Join Synopses • For each node u in G, corresponding to a relation r1, define J(u) to be the output of the maximum foreign key join r1xr2x..xrk with source r1. • Let Su be a uniform random sample of r1. • The join synopsis J(Su) is the output of Suxr2xr3…..xrk. • J(Su) is a uniform random sample of J(u) with |Su| tuples. • Thus we can extract from our synopsis a uniform random sample of the output of any k-way foreign key join. • From 1 join synopsis for a node whose foreign key join has k relations, we can extract a URS of the output of between k-1 & pow(2,k-1)-1 distinct foreign ey joins.
Allocation • Allocate space among various join synopses when certain properties of query workload are known. • Identify heuristics for the common case when such properties are not known. • Let ‘S’ be a set of queries with selects, aggregates, group by’s & foreign key joins. • For each relation Ri, find fraction Fi of queries in S for which Ri is the source relation in a foreign key join. • Select join synopsis sizes so as to minimize the average relative error. • It is known that the error bounds are inversely proportional to sqrt(n).(n- number of tuples in join sample).
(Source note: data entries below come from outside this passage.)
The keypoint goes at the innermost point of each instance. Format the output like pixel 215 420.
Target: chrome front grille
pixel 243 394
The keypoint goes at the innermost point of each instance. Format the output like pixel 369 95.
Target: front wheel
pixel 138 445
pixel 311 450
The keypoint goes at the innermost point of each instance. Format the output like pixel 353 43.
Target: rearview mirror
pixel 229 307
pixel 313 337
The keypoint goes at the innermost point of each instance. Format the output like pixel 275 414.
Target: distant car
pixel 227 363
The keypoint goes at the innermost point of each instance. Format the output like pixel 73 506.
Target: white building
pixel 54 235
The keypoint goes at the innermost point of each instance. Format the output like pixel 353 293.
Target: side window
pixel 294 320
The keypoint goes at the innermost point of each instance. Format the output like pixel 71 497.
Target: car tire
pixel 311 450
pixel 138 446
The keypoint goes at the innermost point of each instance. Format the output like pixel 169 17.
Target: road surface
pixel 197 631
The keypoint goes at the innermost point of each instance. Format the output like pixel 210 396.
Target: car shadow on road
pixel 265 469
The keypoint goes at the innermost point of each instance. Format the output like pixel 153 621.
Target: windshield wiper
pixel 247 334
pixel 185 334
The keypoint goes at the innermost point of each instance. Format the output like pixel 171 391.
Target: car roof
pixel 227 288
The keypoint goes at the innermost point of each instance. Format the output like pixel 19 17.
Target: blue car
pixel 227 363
Allocation • The average relative error bound over the queries is proportional to sum(Fi/sqrt(ni)). • In the absence of query work load information heuristic strategies can be used. • There are 3- • EqJoin • CubeJoin • PropJoin
Maintenance of Join Synopses • Need to maintain synchronization when base relation is updated. • If a tuple is added do this. • Let Pu be current probability for including a newly arrived tuple for relation u in the random sample Su. • Let uxr2xr3x….xrk be the max foreign key join with source u. • We add Tp (new tuple) to Su with probability Pu. • If Tp is added to Su, we add to J(Su) the tuple Tpxr2xr3x….rk.
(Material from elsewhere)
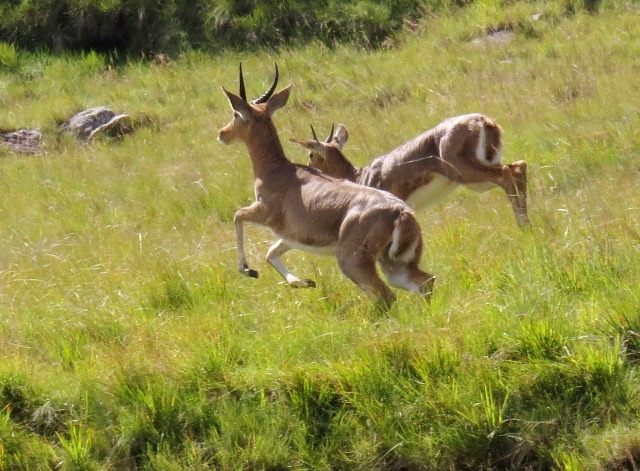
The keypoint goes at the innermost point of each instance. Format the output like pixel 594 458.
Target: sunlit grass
pixel 129 339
Maintenance of Join Synopses • On delete of a tuple Tp from u, do this • Find if Tp is in Su. If there, then delete it from Su & remove the tuple in J(Su) corresponding to Tp. • If sample becomes too small , repopulate the sample by rescanning relation u. • This algorithm performs look ups to base relation with probability Pu. • We never update join synopses for any ancestors of u.
Experimental Evaluation • Test bed – TPC-D decision support benchmark. DB of around 300 MB. • Machine – 296MHz UltraSPARC-II, 256 MB of memory, Solaris 5.6. • Query used is based on Q5 & an aggregate computed on join of Lineitem, Customer, Order, Supplier, Nation, Region. • The query used is
Conclusion • Focus on computing approximate answers to aggregates computed on multi-way joins. • For DB’s with schema’s that involve only foreign key joins, join synopses has been proposed as s solution. • Join synopses can be maintained effectively during updates.